Sir Fulke of Fulkeshall was also slain, and there was scarcely a noble or wealthy family in London that did not lose a relative in this desperate conflict.
Sir Stephen Bull, tall, powerful, and brave as a Hector, sought everywhere for old Sir Andrew Wood, reserving his sword and strength for him alone; and they encountered each other no less than six times, but were always separated by the furious pressure of those around them; for Miles le Furnival, John of Lynne, and others, on one side, Sir Alexander Mathieson, Robert Barton, and Falconer, on the other, were always rushing on, and taking part in the bloody game, though all of them were severely wounded, and covered with blood and bandages.
"Had we no better cast off the grapples," cried Archy of Anster, rushing to the admiral, who was leaning, breathless, against the taffrail of the _Unicorn_, with his sword in his hand.
"Wherefore?" he asked.
"We are close on the Buddon-ness--in shoal water," exclaimed the boatswain; "and will strike in three minutes or less."

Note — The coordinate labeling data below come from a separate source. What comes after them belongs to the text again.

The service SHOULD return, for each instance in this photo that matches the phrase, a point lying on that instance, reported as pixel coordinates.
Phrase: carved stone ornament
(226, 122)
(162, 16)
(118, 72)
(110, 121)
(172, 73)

"Let us take our chance," answered Wood, grimly; "I will rather knock the old ship to pieces than see her an English prize; but, alas! honest Archy--art thou wounded?"
"My mainyard is shot in the slings," groaned the old boatswain, as a ball struck him near the shoulder, and he fell heavily on the deck, with his right arm broken.
At that moment, there was a tremendous shock; the masts nodded like willow wands, and several topmasts with all their yards, sails, rigging, and hamper, came thundering down on the still contested decks; and then a hoarse shout of rage and despair arose from the English ships, for their crews were aware that they were all ashore, or wedged on the shoaly sands together.
To shorten this account, which, as it may be found in many old histories of Scotland, need not be longer dwelt on here, the English trumpets sounded a parley, and the brave Sir Stephen Bull, now thoroughly crestfallen and dejected, surrendered his sword to Sir Andrew Wood; but without shame or dishonour, for he and his crews had done all that brave men might do.
The ships were all floated off by the flood tide; the grapplings cut, jury masts were rigged, and sails set on them, and before midnight they were all safely anchored in the harbour of Dundee, within the protection of the cannon of Broughty.